Originally published on Toolbox on September 25, 2019.
What is the first thing your team does during an incident? The alert goes out. A ticket has been filed. You start to search for the root cause. What’s the priority—are you searching for the person at fault, or working as a team to find a fix and restore functionality to your customers?
Failure is inevitable. No matter how prepared we think we are, failure can happen to any of us at any time. In a recent talk at the Bay Area Test in Production Meetup, Ben Woskow, Engineering Manager at LaunchDarkly, reminds us that nothing we do in software development will ever be perfect or invulnerable:
“Do our developers occasionally make mistakes? Yeah. They’re human. Are we dependent on third-party services, the libraries that might have some sort of instability or vulnerabilities? Yeah, absolutely. Even if all of your software, all your dependencies are perfect, is there always a chance that a natural disaster, a power outage, or some other widespread event will knock out your underlying infrastructure making your cloud application completely inaccessible? Yeah, it’s happened to several of us, I’m sure.”
Teams that recognize this inevitability, and devote time and energy to thinking about how failure affects them, can grow stronger for it. In thinking about how to prevent, recover from, and learn from failure, they are turning these challenges into valuable learning opportunities. And as a result, they are reducing costly outages and recovering from incidents faster. This proactive approach is commonly referred to as a culture of failure, or a blameless culture.
Casting the first stone
Blameless is well-established and industry-recognized. This approach enables teams and organizations to learn productively instead of reactively. Woskow points out:
“It’s all about working together and trusting each other…You’re all collectively at fault, in the same way that when you have a huge success, you’re all collectively successful. When you start thinking about working together as a team, it helps in your incidents, but then it also helps just generally working together in all ways.”
The Google SRE Team (Site Reliability Engineering) is one of the biggest proponents of blameless culture, and write about it extensively in their book that outlines their own processes. Netflix, Facebook, PagerDuty, and Etsy have practices in place that support a culture of failure. Startups like Gremlin, Honeycomb, and FireHydrant have even built businesses and products around this concept.
Some teams have gone so far as to normalize and gamify failure. Through events like chaos engineering game days, organizations are helping their teams learn how to mitigate mistakes so that in an actual emergency, they follow a well-practiced and tested routine rather than make snap decisions under stress. This way of thinking about failure allows teams to recover faster, learn more, and ultimately reduce incidents altogether.
Designing for failure
We can see how a blameless culture empowers teams to work more effectively together—when you’re not afraid of hiding mistakes and near misses, then everyone benefits from shared knowledge. But what are the processes and infrastructure that help teams recover from failure, learn from failure, and ultimately avoid failure?
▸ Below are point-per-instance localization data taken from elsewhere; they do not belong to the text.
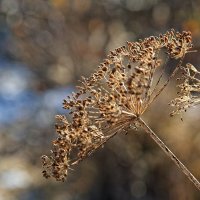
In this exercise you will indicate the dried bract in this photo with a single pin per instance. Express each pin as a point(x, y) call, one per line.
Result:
point(111, 99)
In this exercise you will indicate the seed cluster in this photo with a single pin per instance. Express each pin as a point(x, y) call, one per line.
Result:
point(110, 100)
point(189, 94)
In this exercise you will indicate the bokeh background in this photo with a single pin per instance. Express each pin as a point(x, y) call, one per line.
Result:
point(45, 47)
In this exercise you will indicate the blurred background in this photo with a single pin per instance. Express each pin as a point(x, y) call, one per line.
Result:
point(45, 47)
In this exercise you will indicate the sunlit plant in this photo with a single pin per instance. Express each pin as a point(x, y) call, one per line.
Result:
point(114, 98)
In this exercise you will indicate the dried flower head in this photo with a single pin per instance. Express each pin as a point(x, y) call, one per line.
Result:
point(189, 94)
point(111, 99)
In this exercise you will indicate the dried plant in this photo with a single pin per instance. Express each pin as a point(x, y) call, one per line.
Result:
point(113, 99)
point(189, 94)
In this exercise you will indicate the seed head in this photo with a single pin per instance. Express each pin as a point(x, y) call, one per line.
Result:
point(111, 99)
Designing for failure reduces the inherent risks associated with building and delivering software. Having known failure modes and well-understood processes in place are fundamental. This includes:
Monitoring, observability, alerting
Knowing when a failure has happened is key. Make sure you put the appropriate monitoring/observability and alerting tools in place so your team knows when a failure is happening.
Response and recovery
Once your team knows a failure is occurring, having a process in place around escalation and response is important. Also, while you are focused on recovery, have you considered customer impact? Having a plan in place for communicating incidents to users is important, and known reduced modes that you can fall back on are even better.
Teams, not individuals
Having a blameless culture means remembering that incidents happen to all of us. When individuals are not worried about blaming or being blamed, they will be more open to sharing the knowledge they have about systems so the team can respond more quickly and effectively.
Once you’ve found the root cause, you naturally want to fix it. But also be careful to identify proximal causes as well. Make sure you learn from the incident and make changes to processes as well as systems that will prevent the same incident from happening again.
Failure, not disaster
Failure happens. It’s not a question of if, but when. And we all know sometimes this is our own doing, and sometimes it’s contributing factors outside of our control. The question is how will you respond? How will you prevent failures from becoming disasters? And how can you empower your team to learn from failure, so they can become stronger and more resilient?